Depois de B Negão e Linn da Quebrada, o espectro fantasmagórico da censura rondou o Teto Preto. Logo quem? Pautado pela diversidade e liberdade, o coletivo sintetiza os tempos atuais.
No palco da quinta edição do PicniK Festival, no Memorial dos Povos Indígenas, neste fim de semana, a resposta veio da cama de synths e beats, que bateu pesado no PA, da veia jazzy dos vocais de Laura Diaz, do trabalho harmônico de Pedro Zopelar nos teclados, da performance dos músicos e do incrível dançarino.

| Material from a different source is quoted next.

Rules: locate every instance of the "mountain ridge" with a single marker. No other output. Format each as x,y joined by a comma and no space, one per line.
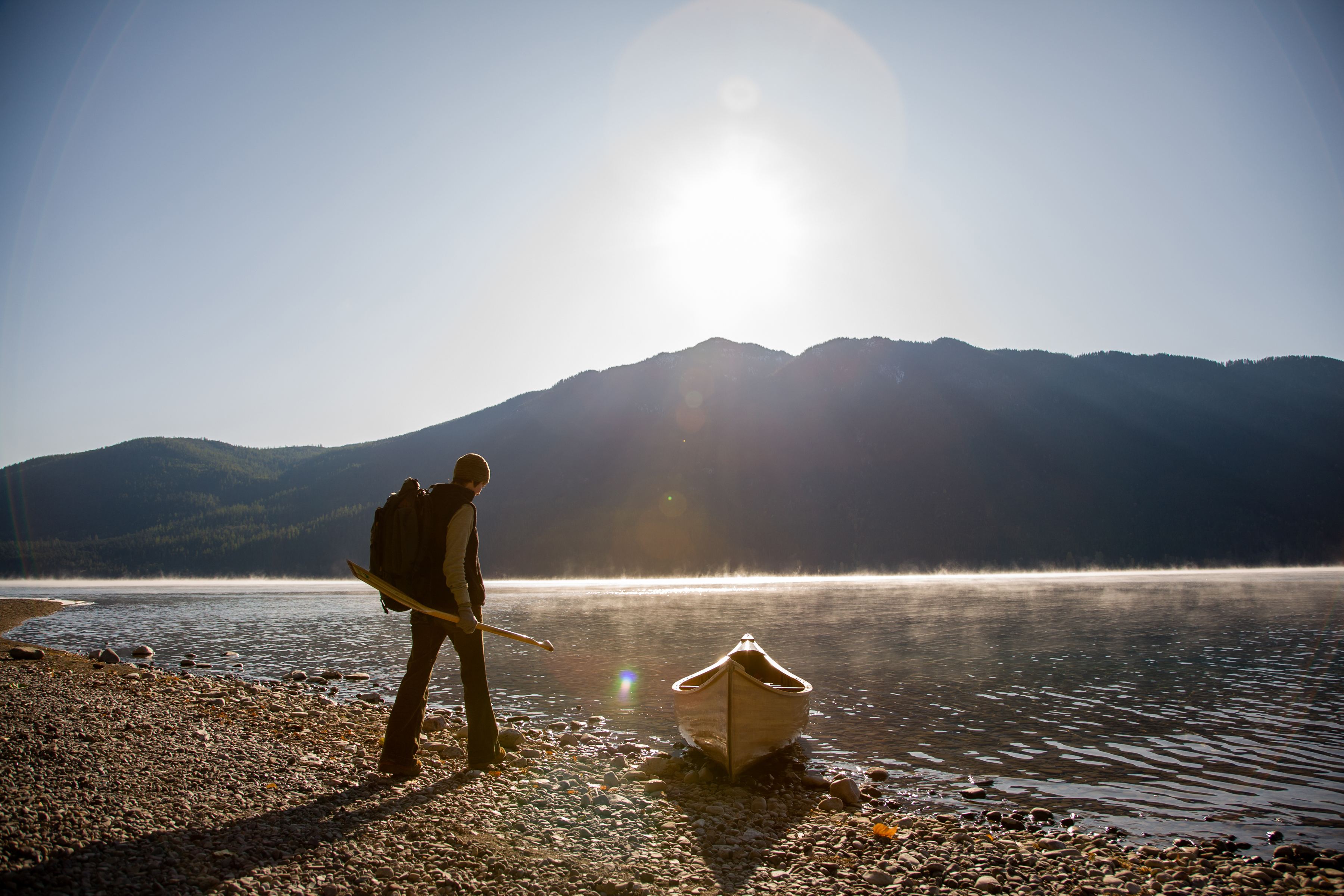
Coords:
712,458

Sobretudo, a apresentação foi marcada pelo tom político do público, já que em meio às trevas ser gay ou de esquerda se tornou subversivo. Nascida na festa Mamba Negra, o espírito de celebração pós-apocalíptica é o cenário perfeito para a cidade seca e cega pela fumaça do autoritarismo.
Os que apoiam a ditadura e a tortura não suportam a arte livre e as pessoas livres. Mulheres, trans, povos originários, ribeirinhos, favelados, quilombolas, pretos, todos estão lutando pela sobrevivência. Viver é perigoso, alertou Guimarães Rosa, para alguns é mais.
Por que as sociedades tribais tratam a nudez com naturalidade? Pela ausência de fetichização do corpo. Se você não usa roupa, tirá-la não quer dizer nada. Retrocedemos muitas casas, voltamos a discussões velhas, dos anos 1960. Quando não medievais.
O festival também teve Hermeto Pascoal, Otto, Ava Rocha, Felipe Cordeiro, Glue Trip, Dirty Coal Train, Huey, Sick, Noid, Leza, Apicultores Clandestinos e Ivan Motosserra Surf Trash.
Otto é um craque, com ele não tem jogo perdido, os shows são terapêuticos. Feitiçaria, mistério e axé. Ava, idem, é exemplo de artista autêntica, completa e ousada. Bruxos não têm medo de ir cada vez mais fundo. Felipe Cordeiro traz a renovação e os bons ares do Pará.
Viagens astrais podem ser cartografadas pela música de Hermeto. Mestre dos magos da música brasileira, ele é o brilho de uma luz eterna. De shows assim, você sai mexido e melhor. Arte é transformação.
Por isso, coube ao Teto Preto o ponto alto desta edição, com a libertação dos corpos por meio da dança, ato notoriamente político. Levantou ainda a questão: por que machos conservadores querem controlar o corpo do outro? O que eles têm a ver com os pelos e os peitos das feministas?
Perguntas respondidas metaforicamente pela resistente flora do Cerrado. Parafraseando Ernesto “Che” Guevara de la Serna (1928-1967), eles podem matar uma, duas ou três rosas, mas jamais conseguirão deter o desabrochar da primavera e dos ipês.